Las tórridas llamaradas penetraron a través de la estructura de tan resistente aeronave, hasta alcanzar a sus aterrados pasajeros. El despiadado Todojunto y sus hombres más allegados encontrarían su inminente final en lo alto del cielo, siendo presas de una combustión inenarrable. Así hasta que la avioneta se desplomó por fin, yendo a parar a un cerro inhabitado a las afueras del pueblo, donde finalmente estalló.

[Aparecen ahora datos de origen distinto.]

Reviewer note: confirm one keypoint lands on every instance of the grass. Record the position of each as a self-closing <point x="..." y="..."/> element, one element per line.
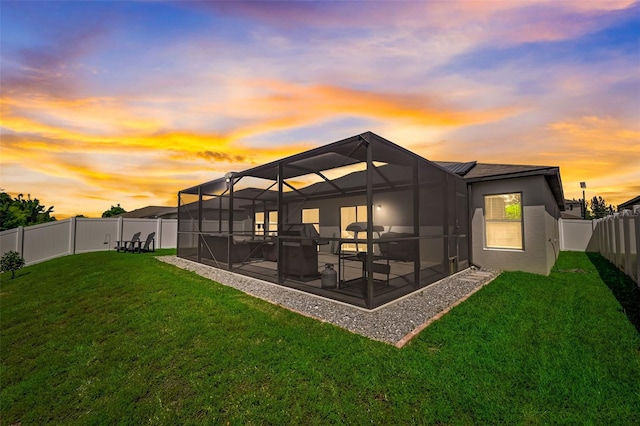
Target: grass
<point x="106" y="338"/>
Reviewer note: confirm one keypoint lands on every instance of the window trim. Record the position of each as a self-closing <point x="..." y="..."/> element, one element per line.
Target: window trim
<point x="485" y="221"/>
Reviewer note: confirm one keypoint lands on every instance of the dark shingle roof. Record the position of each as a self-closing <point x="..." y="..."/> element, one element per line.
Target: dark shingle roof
<point x="483" y="172"/>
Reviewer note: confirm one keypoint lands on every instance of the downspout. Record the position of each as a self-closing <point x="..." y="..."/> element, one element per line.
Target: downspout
<point x="369" y="174"/>
<point x="230" y="239"/>
<point x="469" y="223"/>
<point x="281" y="258"/>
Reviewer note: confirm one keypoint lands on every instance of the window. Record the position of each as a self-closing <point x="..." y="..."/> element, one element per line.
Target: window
<point x="273" y="223"/>
<point x="312" y="216"/>
<point x="259" y="223"/>
<point x="503" y="221"/>
<point x="349" y="215"/>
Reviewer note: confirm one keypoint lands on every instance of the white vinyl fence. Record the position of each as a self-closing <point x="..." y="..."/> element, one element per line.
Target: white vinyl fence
<point x="619" y="237"/>
<point x="80" y="235"/>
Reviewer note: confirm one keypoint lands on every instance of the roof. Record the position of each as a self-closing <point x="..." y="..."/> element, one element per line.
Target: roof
<point x="338" y="154"/>
<point x="151" y="212"/>
<point x="481" y="172"/>
<point x="629" y="204"/>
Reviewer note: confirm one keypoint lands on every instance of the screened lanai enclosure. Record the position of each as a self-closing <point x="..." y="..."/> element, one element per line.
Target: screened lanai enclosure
<point x="388" y="222"/>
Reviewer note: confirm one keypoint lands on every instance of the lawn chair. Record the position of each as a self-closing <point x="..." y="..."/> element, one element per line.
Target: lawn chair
<point x="127" y="245"/>
<point x="149" y="244"/>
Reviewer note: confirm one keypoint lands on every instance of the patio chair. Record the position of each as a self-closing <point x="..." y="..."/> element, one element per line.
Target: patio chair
<point x="129" y="244"/>
<point x="149" y="244"/>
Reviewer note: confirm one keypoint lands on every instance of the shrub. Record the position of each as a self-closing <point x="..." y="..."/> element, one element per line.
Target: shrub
<point x="11" y="261"/>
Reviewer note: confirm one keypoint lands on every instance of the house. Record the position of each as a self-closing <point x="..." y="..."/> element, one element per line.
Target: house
<point x="389" y="221"/>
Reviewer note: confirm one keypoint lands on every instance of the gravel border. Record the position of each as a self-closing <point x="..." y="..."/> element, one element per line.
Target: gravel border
<point x="396" y="322"/>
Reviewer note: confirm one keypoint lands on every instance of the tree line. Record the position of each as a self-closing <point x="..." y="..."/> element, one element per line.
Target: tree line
<point x="21" y="211"/>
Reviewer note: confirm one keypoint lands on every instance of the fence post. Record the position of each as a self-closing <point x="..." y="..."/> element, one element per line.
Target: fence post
<point x="72" y="236"/>
<point x="612" y="240"/>
<point x="626" y="226"/>
<point x="119" y="229"/>
<point x="20" y="241"/>
<point x="637" y="226"/>
<point x="159" y="233"/>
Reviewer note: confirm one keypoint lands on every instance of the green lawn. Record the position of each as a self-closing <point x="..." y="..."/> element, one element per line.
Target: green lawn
<point x="104" y="338"/>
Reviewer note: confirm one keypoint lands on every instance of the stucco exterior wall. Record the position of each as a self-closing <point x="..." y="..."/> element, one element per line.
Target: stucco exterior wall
<point x="540" y="223"/>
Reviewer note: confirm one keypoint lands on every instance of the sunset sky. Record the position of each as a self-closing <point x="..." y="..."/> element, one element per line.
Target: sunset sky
<point x="130" y="101"/>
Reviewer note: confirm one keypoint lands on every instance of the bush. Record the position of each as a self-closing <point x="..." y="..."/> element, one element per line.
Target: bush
<point x="11" y="261"/>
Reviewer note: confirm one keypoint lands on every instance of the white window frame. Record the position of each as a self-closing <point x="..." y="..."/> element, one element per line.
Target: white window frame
<point x="487" y="224"/>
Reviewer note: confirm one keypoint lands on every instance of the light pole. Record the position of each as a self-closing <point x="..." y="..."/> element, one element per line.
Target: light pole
<point x="583" y="185"/>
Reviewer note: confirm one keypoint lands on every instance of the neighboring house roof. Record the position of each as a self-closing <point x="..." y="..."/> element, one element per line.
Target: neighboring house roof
<point x="480" y="172"/>
<point x="629" y="204"/>
<point x="573" y="209"/>
<point x="149" y="212"/>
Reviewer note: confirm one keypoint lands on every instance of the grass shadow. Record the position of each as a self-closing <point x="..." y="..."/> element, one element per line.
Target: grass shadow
<point x="621" y="285"/>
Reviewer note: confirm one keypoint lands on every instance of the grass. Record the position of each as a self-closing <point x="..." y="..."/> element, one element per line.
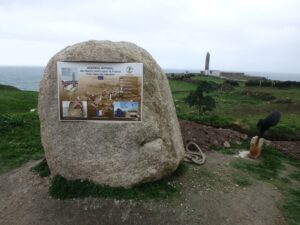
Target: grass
<point x="268" y="169"/>
<point x="291" y="206"/>
<point x="19" y="128"/>
<point x="241" y="180"/>
<point x="240" y="111"/>
<point x="295" y="175"/>
<point x="160" y="190"/>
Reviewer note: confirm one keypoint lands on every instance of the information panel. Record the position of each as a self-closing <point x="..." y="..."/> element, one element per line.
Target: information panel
<point x="100" y="91"/>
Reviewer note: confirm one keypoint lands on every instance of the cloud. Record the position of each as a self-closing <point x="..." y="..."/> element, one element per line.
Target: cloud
<point x="240" y="34"/>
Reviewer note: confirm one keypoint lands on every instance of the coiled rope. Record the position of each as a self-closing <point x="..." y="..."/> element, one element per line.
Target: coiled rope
<point x="195" y="156"/>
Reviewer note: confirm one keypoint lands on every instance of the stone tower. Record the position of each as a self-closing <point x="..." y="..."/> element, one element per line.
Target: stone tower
<point x="207" y="61"/>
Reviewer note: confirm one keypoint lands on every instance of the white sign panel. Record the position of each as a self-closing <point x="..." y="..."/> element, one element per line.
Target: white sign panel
<point x="100" y="91"/>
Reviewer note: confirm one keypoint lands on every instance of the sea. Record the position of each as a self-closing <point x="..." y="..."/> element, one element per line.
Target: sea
<point x="28" y="77"/>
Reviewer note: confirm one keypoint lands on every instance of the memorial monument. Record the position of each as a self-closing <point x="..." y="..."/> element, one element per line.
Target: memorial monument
<point x="107" y="115"/>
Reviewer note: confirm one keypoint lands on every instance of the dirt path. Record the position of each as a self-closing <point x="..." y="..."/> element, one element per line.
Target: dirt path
<point x="208" y="197"/>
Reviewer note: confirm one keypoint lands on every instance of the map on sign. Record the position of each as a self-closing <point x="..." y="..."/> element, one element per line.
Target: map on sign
<point x="100" y="91"/>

Unas horas después, cuando emergieron los resplandores del alba, las autoridades se presentaron con la misión de rescatar lo que quedara de los cuerpos y tal vez hallar sobrevivientes, pero todo fue en vano. Ni siquiera la caja negra se encontró, pues lo único que hubo fueron sólo cenizas. Tanto el piloto, los pasajeros y lo que alguna vez fueron temibles armas de asalto, habían sido consumidos por el fuego.

Lo único que tenían las autoridades locales para ubicar el origen de la aeronave era la matrícula, que arrojó un nombre que ya se había oído antes como propietario: Abel Rianchos.

–¿Usted qué cree, mi Lic.? –inquiría el jefe de policía–. ¿Ese güey será uno de los muertitos?

–Vaya usted a saber, capitán –respondió el agente ministerial–. Nos conviene más que sea uno de los muertos. Ya ve que yo me agarraré la camioneta, y usted el arsenal de armas y sus teléfonos.

–Entonces chitón, mi Lic. Daré órdenes de que se malbarate la chatarra del avión... ¡Ah, cierto! ¿Qué hacemos con los cuerpos que siguen en la morgue?

–A la fosa común, mi poli, a la fosa común. Y aquí no supimos nada –decretó el ministerial–. Al fin que las pinches placas son de quinta la chingada.

–¡Ah, qué mi Lic.! Desde que usted llegó aquí, siempre estamos de acuerdo...

Y entonces ambos corruptos se echaron a reír.